Die Freunde und Vertrauten Hubbards waren entsetzt über die Reaktion der Bastionen des Heilens. Auf der einen Seite gab es Hunderte von Fallgeschichten mit sensationellen Erfolgsberichten derer, die Dianetik studiert und angewandt haben, sowie auch Tausende von Briefen mit der Bitte um mehr Informationen. Auf der anderen Seite gab es einige „Experten“, die sich auf 220 Volt Elektrizität (Elektroschocks) spezialisiert hatten, um die Probleme des Verstandes zu lösen, und die niemals das Gebiet der Dianetik studiert hatten und dies auch gar nicht wollten.

Das gab den Ausschlag: L. Ron Hubbard würde sich mit einem Handbuch direkt an die Öffentlichkeit wenden, seine Entdeckungen beschreiben und die Methoden aufzeichnen, die er entwickelt hatte. Nie zuvor hatte es ein solches Werk über den Verstand gegeben, ein Werk, das ausdrücklich für den Mann auf der Straße geschrieben worden war.

Die Veröffentlichung wurde angekündigt, und im ganzen Land erwartete man gespannt das Erscheinen des Buches.

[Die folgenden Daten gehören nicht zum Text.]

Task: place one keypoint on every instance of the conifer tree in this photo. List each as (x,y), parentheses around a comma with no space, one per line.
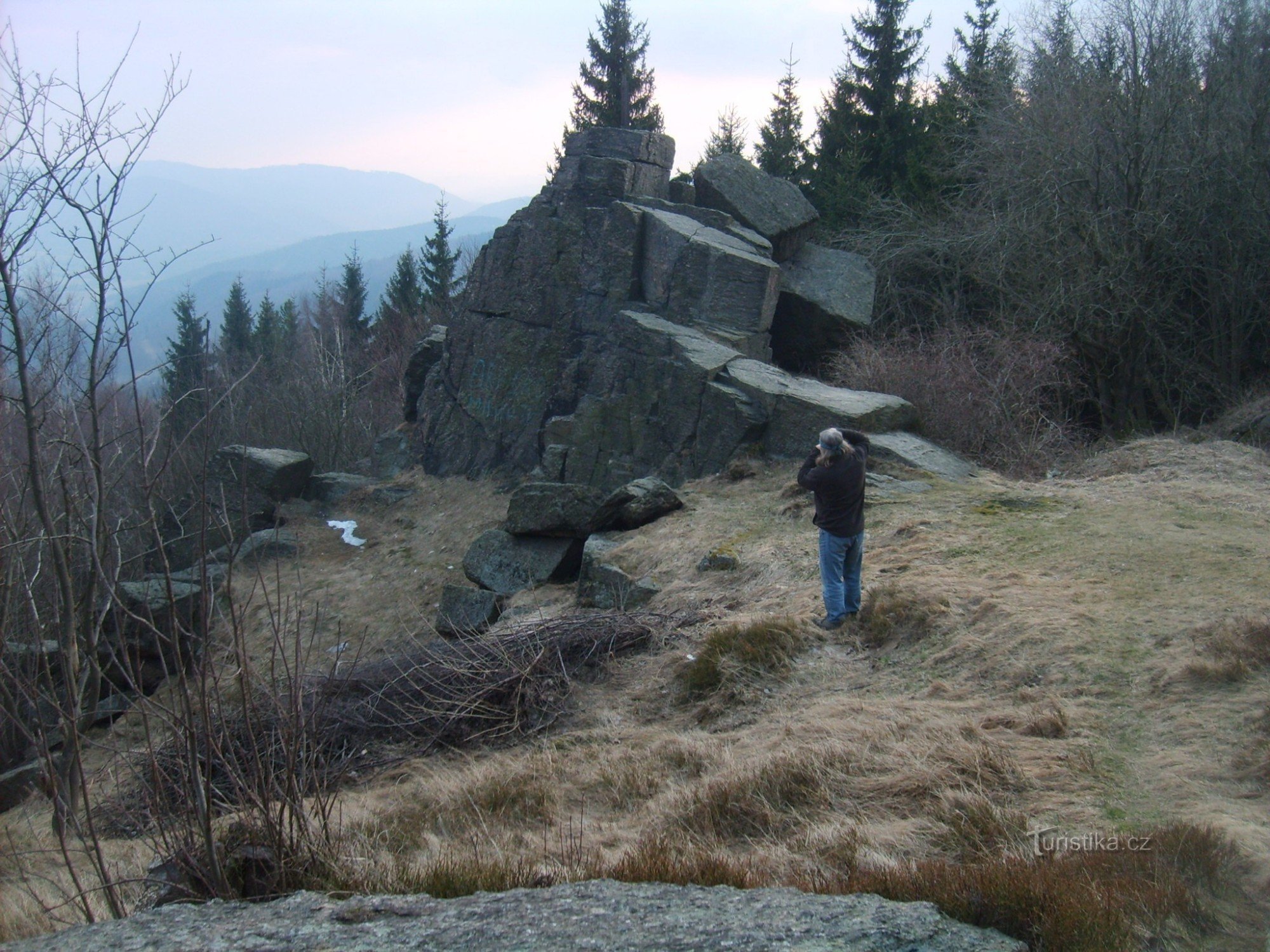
(289,323)
(869,131)
(982,72)
(728,138)
(782,149)
(439,263)
(402,301)
(351,295)
(185,376)
(617,86)
(237,322)
(267,336)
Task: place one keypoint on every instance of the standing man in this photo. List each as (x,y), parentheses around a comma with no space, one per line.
(835,473)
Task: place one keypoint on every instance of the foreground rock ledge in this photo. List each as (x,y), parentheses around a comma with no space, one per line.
(587,916)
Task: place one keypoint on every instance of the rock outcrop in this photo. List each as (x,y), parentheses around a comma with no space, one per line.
(601,585)
(467,611)
(609,334)
(507,564)
(825,294)
(595,915)
(255,480)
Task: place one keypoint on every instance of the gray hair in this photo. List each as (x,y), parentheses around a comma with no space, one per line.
(831,439)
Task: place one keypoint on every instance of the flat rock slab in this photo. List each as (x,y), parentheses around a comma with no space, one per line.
(467,611)
(275,474)
(150,597)
(599,915)
(266,544)
(707,277)
(507,564)
(632,145)
(333,487)
(799,408)
(773,208)
(920,454)
(604,586)
(825,293)
(565,510)
(639,503)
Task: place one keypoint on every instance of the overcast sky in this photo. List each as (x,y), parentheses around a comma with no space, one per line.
(467,95)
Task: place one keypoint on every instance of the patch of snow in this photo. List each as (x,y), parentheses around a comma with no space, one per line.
(347,526)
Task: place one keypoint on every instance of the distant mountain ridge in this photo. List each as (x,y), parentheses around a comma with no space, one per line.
(294,271)
(277,227)
(225,214)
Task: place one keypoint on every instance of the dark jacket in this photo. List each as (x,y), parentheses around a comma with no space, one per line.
(839,488)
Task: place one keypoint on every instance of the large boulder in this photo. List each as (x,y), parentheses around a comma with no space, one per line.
(698,275)
(639,503)
(773,208)
(253,480)
(149,637)
(566,510)
(266,544)
(392,454)
(507,564)
(601,585)
(608,334)
(467,611)
(333,487)
(623,917)
(825,294)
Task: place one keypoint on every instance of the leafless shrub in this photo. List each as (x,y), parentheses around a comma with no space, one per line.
(445,695)
(1000,397)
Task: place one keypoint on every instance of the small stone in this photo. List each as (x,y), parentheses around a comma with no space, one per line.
(722,559)
(467,611)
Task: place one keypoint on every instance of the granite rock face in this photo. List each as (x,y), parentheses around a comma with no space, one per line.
(255,479)
(639,503)
(608,334)
(580,916)
(773,208)
(825,293)
(467,611)
(565,510)
(507,564)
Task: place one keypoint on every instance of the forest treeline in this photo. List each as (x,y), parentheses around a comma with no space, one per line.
(1093,194)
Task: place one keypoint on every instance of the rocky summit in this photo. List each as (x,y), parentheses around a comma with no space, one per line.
(609,334)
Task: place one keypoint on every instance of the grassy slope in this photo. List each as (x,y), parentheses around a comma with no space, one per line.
(1064,676)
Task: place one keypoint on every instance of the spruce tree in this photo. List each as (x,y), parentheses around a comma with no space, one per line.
(869,135)
(782,149)
(185,376)
(982,72)
(439,263)
(351,295)
(728,138)
(289,323)
(267,336)
(617,86)
(237,322)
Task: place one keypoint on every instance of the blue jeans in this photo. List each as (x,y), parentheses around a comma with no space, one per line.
(841,559)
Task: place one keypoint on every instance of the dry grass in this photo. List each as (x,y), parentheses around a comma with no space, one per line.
(893,615)
(1034,678)
(1231,651)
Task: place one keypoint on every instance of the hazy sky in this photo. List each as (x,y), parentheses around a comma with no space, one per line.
(468,95)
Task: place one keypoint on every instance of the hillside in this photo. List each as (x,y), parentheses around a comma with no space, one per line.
(1080,653)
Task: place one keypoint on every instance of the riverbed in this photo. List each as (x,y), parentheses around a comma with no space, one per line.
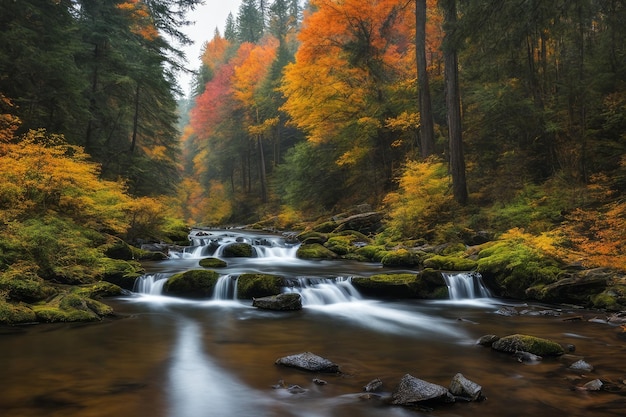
(167,357)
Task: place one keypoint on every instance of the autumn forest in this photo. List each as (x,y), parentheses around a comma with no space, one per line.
(450,117)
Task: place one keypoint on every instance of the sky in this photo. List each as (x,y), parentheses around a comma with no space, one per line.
(207,17)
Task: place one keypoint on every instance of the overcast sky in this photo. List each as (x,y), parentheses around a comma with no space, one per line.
(207,17)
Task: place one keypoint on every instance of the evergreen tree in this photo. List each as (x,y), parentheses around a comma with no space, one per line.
(250,24)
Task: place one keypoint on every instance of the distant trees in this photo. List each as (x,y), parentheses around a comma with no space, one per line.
(102,74)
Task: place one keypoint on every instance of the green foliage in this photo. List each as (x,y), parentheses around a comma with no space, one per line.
(525,343)
(15,313)
(259,285)
(450,263)
(193,283)
(212,263)
(515,266)
(315,251)
(422,200)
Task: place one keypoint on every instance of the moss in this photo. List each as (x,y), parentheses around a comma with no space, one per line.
(391,285)
(16,313)
(99,290)
(341,245)
(525,343)
(259,285)
(372,252)
(512,267)
(26,287)
(315,251)
(120,272)
(238,250)
(212,263)
(311,237)
(194,284)
(325,227)
(450,263)
(400,257)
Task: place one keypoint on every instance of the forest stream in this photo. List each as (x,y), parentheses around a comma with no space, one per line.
(172,357)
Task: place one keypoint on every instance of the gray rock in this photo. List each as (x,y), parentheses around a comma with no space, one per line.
(595,385)
(280,302)
(463,387)
(412,391)
(309,362)
(487,340)
(373,385)
(581,365)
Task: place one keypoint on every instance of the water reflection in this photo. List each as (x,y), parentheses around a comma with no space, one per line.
(197,385)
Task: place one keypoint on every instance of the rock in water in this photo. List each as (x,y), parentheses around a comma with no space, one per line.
(412,391)
(280,302)
(463,387)
(308,362)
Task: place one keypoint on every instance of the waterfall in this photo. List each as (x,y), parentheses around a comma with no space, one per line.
(319,291)
(204,243)
(150,284)
(465,285)
(225,288)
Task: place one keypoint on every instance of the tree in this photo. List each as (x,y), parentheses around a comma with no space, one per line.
(426,116)
(453,103)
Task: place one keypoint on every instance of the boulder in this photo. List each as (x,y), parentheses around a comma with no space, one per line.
(524,343)
(212,263)
(280,302)
(412,391)
(194,284)
(308,361)
(464,388)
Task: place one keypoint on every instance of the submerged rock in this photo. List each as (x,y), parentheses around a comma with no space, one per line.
(412,391)
(280,302)
(464,388)
(373,385)
(581,365)
(309,362)
(524,343)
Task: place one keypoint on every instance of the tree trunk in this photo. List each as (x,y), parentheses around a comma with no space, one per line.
(453,103)
(427,131)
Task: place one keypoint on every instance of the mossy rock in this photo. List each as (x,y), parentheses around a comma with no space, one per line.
(510,268)
(27,288)
(121,273)
(71,307)
(16,313)
(315,251)
(400,257)
(325,227)
(119,250)
(374,253)
(238,250)
(310,237)
(341,245)
(99,290)
(259,285)
(213,263)
(391,286)
(525,343)
(449,263)
(197,283)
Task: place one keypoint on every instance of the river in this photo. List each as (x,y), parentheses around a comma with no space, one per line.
(170,357)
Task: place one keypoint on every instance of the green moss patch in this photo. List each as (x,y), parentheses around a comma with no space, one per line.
(315,251)
(213,263)
(525,343)
(259,285)
(196,283)
(450,263)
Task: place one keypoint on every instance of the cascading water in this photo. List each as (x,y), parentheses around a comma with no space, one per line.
(465,285)
(151,284)
(314,291)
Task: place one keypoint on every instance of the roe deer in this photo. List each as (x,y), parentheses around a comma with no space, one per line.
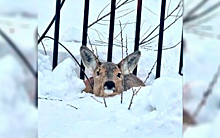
(110,79)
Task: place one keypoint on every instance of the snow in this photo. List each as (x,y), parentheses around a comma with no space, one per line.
(156,110)
(201,61)
(18,114)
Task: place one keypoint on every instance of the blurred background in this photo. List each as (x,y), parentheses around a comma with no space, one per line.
(201,69)
(18,67)
(18,64)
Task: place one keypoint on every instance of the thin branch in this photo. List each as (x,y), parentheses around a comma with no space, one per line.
(96,99)
(207,11)
(147,77)
(43,45)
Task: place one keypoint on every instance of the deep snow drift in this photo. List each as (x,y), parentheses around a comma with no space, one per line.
(156,110)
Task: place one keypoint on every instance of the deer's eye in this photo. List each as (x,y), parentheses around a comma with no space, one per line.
(98,73)
(119,75)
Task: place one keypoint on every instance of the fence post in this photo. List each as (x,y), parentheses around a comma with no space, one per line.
(111,31)
(160,43)
(181,57)
(84,37)
(56,35)
(137,33)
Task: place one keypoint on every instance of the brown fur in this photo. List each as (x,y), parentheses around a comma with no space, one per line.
(108,71)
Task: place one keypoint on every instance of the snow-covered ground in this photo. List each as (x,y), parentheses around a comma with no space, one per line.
(18,114)
(201,62)
(156,110)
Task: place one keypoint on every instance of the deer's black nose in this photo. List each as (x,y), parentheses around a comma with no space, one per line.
(109,84)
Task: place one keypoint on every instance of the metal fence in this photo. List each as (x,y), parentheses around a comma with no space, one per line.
(111,34)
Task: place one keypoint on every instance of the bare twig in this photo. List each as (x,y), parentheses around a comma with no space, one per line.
(202,14)
(96,99)
(132,97)
(72,106)
(42,45)
(43,98)
(147,77)
(104,101)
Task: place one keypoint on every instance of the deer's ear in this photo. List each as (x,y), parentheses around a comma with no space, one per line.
(88,57)
(128,64)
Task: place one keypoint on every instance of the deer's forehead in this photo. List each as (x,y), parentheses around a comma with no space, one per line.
(109,66)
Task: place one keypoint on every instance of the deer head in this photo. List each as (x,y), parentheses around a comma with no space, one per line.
(107,76)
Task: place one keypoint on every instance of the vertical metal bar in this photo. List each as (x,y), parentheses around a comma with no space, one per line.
(49,26)
(56,35)
(137,34)
(84,37)
(181,57)
(160,43)
(111,31)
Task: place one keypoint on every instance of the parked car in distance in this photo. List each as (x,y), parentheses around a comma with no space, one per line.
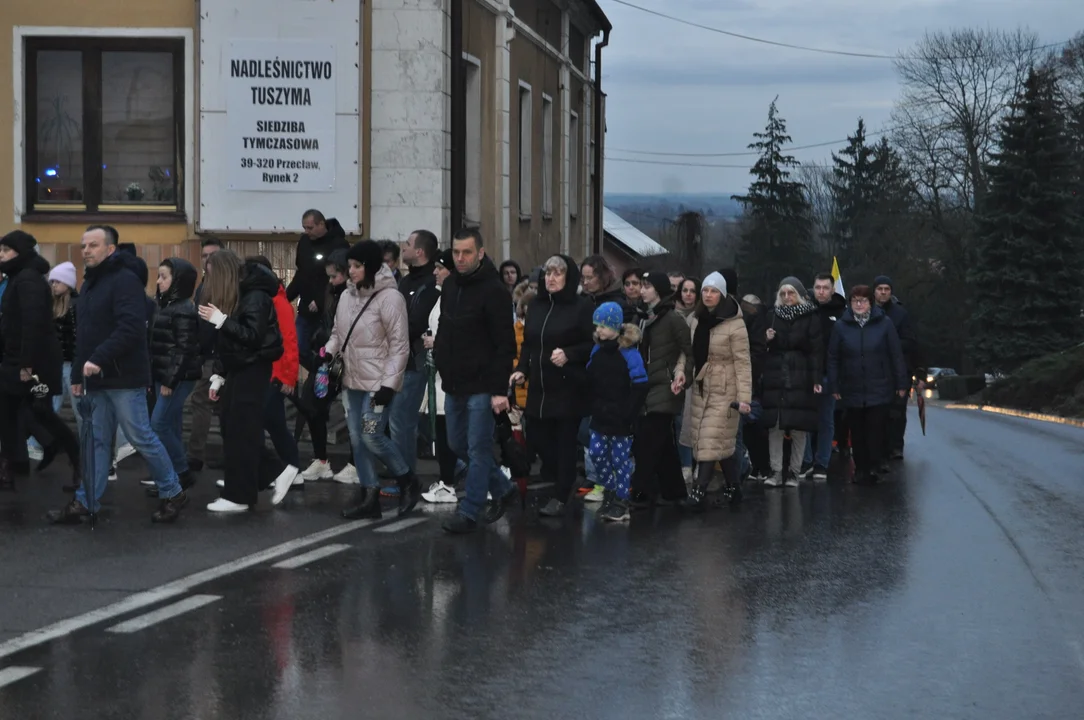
(933,374)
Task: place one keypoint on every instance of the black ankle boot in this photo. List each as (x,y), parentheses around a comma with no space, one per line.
(366,504)
(410,492)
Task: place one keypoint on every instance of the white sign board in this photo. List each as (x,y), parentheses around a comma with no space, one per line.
(280,115)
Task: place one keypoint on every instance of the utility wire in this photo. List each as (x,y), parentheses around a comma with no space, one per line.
(776,43)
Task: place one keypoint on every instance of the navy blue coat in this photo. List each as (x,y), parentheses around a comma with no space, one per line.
(866,364)
(112,325)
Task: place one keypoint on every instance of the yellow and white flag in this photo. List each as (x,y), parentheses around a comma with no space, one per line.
(838,278)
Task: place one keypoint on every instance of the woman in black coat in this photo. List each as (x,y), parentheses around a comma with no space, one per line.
(557,342)
(791,377)
(176,363)
(237,301)
(866,370)
(30,369)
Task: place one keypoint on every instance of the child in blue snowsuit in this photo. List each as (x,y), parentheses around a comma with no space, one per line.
(618,385)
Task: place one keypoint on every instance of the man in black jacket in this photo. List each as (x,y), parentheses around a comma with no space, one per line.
(474,350)
(418,286)
(309,286)
(112,369)
(829,307)
(898,412)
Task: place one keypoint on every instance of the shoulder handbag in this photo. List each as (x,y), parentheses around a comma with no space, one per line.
(336,368)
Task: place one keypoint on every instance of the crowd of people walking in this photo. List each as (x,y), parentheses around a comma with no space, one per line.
(653,382)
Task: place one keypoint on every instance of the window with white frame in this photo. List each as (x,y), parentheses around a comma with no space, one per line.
(575,143)
(525,150)
(546,156)
(472,150)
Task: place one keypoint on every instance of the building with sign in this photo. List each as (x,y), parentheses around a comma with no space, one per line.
(175,120)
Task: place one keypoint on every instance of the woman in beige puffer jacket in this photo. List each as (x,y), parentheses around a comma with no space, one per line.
(374,356)
(722,376)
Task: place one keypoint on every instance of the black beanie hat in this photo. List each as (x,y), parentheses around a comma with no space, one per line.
(21,242)
(370,255)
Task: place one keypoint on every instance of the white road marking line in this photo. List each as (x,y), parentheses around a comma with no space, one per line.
(8,676)
(166,613)
(140,600)
(311,556)
(401,525)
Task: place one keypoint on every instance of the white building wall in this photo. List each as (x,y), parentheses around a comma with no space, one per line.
(410,180)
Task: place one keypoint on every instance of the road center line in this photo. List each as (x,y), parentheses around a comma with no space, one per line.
(8,676)
(140,600)
(166,613)
(401,525)
(311,556)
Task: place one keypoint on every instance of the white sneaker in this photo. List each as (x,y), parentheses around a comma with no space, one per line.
(223,505)
(440,493)
(320,470)
(348,475)
(124,452)
(283,483)
(597,495)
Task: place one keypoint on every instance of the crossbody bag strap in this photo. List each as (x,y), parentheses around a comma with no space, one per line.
(360,312)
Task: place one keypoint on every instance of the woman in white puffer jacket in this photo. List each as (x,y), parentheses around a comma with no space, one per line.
(371,332)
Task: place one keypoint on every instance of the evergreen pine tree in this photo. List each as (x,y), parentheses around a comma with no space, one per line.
(776,241)
(1027,275)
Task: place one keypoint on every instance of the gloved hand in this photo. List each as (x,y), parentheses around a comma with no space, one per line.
(383,397)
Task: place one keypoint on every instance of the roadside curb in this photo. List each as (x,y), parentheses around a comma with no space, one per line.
(1018,413)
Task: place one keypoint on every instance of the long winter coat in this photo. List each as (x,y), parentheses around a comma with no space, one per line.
(866,364)
(378,348)
(725,377)
(792,367)
(665,339)
(26,325)
(175,334)
(563,320)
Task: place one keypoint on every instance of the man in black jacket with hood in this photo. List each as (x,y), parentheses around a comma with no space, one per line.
(829,307)
(309,286)
(418,287)
(474,350)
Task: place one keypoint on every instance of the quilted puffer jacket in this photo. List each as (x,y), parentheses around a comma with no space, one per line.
(377,351)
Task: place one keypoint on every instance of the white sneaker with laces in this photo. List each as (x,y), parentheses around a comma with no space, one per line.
(320,470)
(223,505)
(124,452)
(440,493)
(348,475)
(283,483)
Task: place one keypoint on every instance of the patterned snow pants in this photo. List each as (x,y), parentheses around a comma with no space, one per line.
(611,455)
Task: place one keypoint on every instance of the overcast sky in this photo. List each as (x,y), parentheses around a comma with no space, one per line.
(678,89)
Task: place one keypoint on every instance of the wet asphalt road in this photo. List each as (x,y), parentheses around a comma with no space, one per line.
(953,590)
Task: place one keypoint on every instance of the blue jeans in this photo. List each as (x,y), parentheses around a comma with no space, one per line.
(470,427)
(127,409)
(274,423)
(825,433)
(404,412)
(166,422)
(360,419)
(305,329)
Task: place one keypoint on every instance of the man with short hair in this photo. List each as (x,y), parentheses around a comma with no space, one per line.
(112,369)
(898,411)
(474,351)
(829,307)
(309,286)
(202,407)
(418,288)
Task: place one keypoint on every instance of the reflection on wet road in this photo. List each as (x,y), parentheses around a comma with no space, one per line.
(954,590)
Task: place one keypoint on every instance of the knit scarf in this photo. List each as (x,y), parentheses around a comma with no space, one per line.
(792,311)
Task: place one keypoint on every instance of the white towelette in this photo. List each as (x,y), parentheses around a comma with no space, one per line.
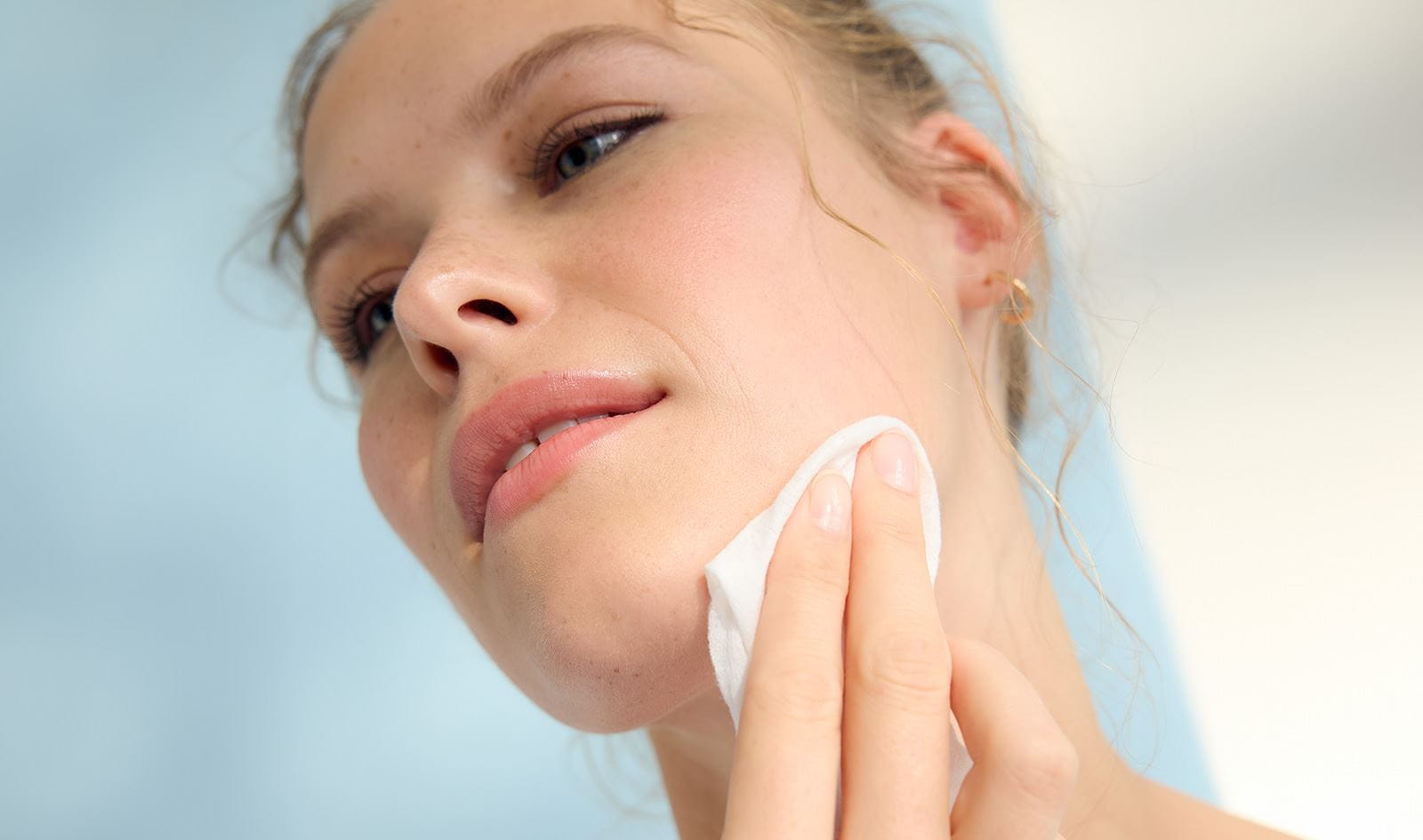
(736,576)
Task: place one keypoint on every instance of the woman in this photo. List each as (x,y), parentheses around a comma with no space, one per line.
(692,215)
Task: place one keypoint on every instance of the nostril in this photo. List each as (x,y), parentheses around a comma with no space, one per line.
(490,308)
(445,360)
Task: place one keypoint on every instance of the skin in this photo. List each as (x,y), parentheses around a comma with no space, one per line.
(694,253)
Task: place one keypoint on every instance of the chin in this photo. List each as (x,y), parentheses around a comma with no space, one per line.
(611,674)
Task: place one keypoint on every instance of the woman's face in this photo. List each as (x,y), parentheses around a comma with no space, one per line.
(689,255)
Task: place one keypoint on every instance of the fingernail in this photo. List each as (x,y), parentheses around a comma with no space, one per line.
(894,460)
(829,496)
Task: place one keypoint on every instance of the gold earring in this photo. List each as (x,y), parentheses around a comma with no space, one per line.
(1017,313)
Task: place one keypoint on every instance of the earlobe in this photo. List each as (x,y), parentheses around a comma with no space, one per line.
(978,204)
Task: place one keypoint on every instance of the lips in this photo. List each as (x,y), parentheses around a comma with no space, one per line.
(487,439)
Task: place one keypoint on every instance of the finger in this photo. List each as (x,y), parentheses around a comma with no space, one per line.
(1024,765)
(787,752)
(896,664)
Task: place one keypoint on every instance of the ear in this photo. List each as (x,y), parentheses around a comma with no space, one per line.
(981,218)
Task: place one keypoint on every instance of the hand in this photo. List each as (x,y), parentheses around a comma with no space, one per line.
(851,673)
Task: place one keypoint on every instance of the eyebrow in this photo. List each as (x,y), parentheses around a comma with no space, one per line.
(478,109)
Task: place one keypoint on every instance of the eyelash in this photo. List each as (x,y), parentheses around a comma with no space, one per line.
(349,316)
(561,140)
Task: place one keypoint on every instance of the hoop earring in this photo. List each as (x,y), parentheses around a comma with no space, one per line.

„Im April wird etwas völlig Neues auf den Markt kommen. Es heißt Dianetik“, schrieb der Kolumnist Walter Winchell am 31. Januar 1950. „Eine neue Wissenschaft auf dem Gebiet des menschlichen Verstandes, die genauso exakt funktioniert wie die Naturwissenschaften. Es gibt Anhaltspunkte dafür, daß dieses Werk für die Menschheit ebenso revolutionär sein wird wie die Entdeckung und Nutzung des Feuers durch die Steinzeitmenschen.“

Winchells Vorhersage erwies sich als richtig. Dianetik: Der Leitfaden für den menschlichen Verstand (Englischer Originaltitel: Dianetics: The Modern Science of Mental Health) wurde am 9. Mai 1950 veröffentlicht. Es gab spontane und überwältigende Reaktionen. Nahezu über Nacht wurde das Buch ein nationaler Bestseller, und 25.000 Briefe und Glückwunschtelegramme stapelten sich bald beim Verleger. Dianetik eroberte die New York Times Bestsellerliste und blieb Wochen und Monate dort, und es sollte das Leben L. Ron Hubbards und das von Millionen Menschen für immer verändern.